Fidesz has announced it will not participate in a proposed special session of the National Assembly this month, arguing that the Open Society Foundation’s George Soros is behind the call for the session, reports public news service Hiradó.
The Hungarian Socialist Party (MSZP) proposed the special session in mid-July, hoping to speed up modifications to Hungary’s law on higher education (Lex CEU), after the European Commission took further steps in an infringement proceeding against Hungary over the law affecting Central European University in Budapest. MSZP argued that if the law is not modified soon to comply with EU laws, the case will be forwarded to the European Court of Justice, which could result in heavy fines for the country. The session would be held on August 21.
But Fidesz declared in a statement Thursday that it would not participate in such a session, writing, “George Soros wants to call together [the National Assembly] using his local people” in order to “place the Soros university above the law.” The ruling party called the opposition parties “Soros’s puppets”, and claimed that “if it depended on them, they would just as soon take down the border fence and transit zones just for the sake of it, and accept the quotas so they could finally implement the ‘Soros-plan’.”
Fidesz was referring to a European Union “quota” plan whereby Member States would be required to relocate a certain number of asylum-seekers from overburdened countries and handle their asylum procedures. The EU requested Hungary accept less than 1,300 asylum-seekers as part of the program but Hungary has refused, and the Fidesz government has insisted Soros intends to import millions of migrants into Europe as part of a vast conspiracy.

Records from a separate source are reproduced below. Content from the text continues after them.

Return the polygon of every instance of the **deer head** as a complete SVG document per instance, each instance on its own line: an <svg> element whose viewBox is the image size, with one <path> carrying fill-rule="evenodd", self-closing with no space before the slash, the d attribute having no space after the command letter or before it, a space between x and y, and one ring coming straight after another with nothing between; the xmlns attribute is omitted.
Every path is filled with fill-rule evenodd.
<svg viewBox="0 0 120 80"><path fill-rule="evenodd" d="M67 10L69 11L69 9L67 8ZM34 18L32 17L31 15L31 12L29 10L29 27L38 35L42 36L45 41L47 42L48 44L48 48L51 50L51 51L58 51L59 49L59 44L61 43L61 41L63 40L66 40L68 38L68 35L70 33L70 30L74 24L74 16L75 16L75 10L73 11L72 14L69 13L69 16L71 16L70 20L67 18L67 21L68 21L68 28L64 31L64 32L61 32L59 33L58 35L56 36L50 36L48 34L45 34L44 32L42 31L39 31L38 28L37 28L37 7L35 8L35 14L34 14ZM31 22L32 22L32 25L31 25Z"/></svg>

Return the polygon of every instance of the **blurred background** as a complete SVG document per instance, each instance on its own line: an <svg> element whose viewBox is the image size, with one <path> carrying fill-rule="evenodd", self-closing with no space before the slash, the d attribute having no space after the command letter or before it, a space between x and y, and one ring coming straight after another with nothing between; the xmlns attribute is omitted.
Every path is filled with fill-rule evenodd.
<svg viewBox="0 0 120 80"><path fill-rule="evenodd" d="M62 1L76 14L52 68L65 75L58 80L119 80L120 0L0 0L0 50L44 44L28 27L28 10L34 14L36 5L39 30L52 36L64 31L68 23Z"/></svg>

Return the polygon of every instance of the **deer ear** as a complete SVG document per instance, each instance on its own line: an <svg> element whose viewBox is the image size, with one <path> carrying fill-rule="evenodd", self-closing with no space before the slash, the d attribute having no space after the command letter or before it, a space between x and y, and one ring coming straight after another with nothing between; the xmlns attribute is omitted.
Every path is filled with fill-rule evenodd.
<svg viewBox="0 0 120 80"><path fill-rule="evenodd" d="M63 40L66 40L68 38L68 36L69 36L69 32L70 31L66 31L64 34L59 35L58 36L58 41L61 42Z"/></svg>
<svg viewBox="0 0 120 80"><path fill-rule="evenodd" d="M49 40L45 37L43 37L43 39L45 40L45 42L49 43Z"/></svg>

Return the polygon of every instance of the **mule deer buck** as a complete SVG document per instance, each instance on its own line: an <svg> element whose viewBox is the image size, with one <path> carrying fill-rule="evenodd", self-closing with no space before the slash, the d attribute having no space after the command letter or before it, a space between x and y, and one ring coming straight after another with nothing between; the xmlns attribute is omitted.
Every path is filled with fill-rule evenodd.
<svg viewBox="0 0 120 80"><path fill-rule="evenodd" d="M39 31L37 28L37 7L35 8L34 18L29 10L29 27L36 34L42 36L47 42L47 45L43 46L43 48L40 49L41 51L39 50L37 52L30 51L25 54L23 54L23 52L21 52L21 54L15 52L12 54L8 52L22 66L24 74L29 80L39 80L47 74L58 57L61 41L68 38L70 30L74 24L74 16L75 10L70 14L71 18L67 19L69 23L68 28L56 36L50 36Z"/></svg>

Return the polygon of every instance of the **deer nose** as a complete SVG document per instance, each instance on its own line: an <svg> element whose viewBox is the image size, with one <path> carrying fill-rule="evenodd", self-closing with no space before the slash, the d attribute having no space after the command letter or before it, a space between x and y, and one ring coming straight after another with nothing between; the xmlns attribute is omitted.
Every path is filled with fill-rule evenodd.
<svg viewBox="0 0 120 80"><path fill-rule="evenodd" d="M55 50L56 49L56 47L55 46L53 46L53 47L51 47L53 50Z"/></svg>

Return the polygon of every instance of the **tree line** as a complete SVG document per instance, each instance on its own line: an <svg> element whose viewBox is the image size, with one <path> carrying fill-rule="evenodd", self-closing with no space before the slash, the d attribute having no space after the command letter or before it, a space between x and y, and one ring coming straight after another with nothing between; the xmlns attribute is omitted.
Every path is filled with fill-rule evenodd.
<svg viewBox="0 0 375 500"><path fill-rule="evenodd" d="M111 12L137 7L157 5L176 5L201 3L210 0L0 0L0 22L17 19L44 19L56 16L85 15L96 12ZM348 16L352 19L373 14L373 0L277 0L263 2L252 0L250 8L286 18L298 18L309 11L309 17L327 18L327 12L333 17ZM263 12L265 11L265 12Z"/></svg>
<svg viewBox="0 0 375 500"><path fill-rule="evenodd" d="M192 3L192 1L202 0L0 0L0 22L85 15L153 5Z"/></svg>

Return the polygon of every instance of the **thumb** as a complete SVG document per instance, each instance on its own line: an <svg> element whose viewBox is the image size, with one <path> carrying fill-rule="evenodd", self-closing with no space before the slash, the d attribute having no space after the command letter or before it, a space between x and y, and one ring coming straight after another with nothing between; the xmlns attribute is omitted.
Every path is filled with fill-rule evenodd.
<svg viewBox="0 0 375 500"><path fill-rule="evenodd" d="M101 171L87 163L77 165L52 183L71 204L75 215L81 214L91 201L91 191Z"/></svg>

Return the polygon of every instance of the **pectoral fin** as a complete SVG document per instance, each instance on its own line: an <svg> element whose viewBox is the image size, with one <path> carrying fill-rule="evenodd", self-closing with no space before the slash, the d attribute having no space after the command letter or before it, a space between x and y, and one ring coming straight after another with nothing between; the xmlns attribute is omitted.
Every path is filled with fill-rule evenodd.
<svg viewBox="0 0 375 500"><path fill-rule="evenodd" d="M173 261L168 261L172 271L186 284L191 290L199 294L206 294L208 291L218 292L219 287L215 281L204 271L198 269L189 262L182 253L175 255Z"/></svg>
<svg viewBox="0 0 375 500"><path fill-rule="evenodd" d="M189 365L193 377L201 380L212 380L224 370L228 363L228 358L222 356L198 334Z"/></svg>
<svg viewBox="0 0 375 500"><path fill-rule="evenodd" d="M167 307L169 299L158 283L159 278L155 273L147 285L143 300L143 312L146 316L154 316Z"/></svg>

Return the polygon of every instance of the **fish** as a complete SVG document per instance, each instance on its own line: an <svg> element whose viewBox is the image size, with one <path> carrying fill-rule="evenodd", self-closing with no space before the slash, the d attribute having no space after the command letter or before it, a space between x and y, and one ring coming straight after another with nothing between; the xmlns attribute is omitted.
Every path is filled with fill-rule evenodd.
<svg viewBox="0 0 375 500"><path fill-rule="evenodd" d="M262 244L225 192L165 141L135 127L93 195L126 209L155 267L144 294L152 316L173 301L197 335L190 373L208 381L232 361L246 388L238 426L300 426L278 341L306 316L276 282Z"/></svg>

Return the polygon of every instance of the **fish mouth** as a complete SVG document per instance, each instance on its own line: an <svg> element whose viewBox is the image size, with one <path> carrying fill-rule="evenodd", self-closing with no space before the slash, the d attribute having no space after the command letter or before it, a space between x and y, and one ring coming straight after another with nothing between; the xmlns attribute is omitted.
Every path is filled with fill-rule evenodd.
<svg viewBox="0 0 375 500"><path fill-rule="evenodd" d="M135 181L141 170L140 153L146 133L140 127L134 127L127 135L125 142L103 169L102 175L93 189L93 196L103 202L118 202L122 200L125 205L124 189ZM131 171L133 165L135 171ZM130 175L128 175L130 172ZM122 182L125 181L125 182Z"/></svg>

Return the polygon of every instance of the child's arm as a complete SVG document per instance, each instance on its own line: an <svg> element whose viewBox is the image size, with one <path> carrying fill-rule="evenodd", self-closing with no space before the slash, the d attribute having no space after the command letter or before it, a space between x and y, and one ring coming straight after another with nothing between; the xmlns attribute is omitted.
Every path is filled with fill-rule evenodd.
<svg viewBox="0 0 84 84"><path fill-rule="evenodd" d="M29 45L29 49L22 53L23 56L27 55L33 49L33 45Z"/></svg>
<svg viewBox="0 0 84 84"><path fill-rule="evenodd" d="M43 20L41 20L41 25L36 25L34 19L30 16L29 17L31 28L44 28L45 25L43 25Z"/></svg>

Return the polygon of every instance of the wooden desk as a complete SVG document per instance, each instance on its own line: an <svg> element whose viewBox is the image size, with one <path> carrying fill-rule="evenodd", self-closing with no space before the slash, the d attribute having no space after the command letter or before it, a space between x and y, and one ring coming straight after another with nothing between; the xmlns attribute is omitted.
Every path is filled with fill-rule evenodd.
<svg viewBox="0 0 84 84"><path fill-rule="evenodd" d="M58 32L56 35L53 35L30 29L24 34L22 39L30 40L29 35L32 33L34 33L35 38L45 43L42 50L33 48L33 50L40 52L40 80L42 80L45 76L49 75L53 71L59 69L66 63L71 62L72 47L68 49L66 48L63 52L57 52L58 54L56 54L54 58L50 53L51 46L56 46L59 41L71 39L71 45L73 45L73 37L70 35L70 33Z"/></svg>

Green party Politics Can Be Different (LMP) joined in MSZP’s call for a special session Thursday, with its co-chairman Ákos Hadházy declaring at a press conference that “there isn’t much time to prevent the killing of [CEU].” Hadházy added that the government did not want to negotiate on the issue of its controversial higher education law.
He said the session should be used to discuss the eviction of victims of Hungary’s foreign currency mortgage crisis. The MP said that last year set a record with more than 3,000 evictions and that 10,000 procedures for evictions had already been launched this year. Hadházy called for the indefinite extension of a moratorium on evictions.
MSZP vice-chair István Újhelyi insisted that Lex CEU is not only in violation of the EU’s charter on basic rights, but also contrary to “common sense and national interests.” Újhelyi said his party supports LMP’s proposition to negotiate on foreign currency mortgages at the special session.
The signature of 40 MPs is required to call a special session. The MSZP delegation provided 28 signatures and LMP five, with the remainder from other opposition party MPs.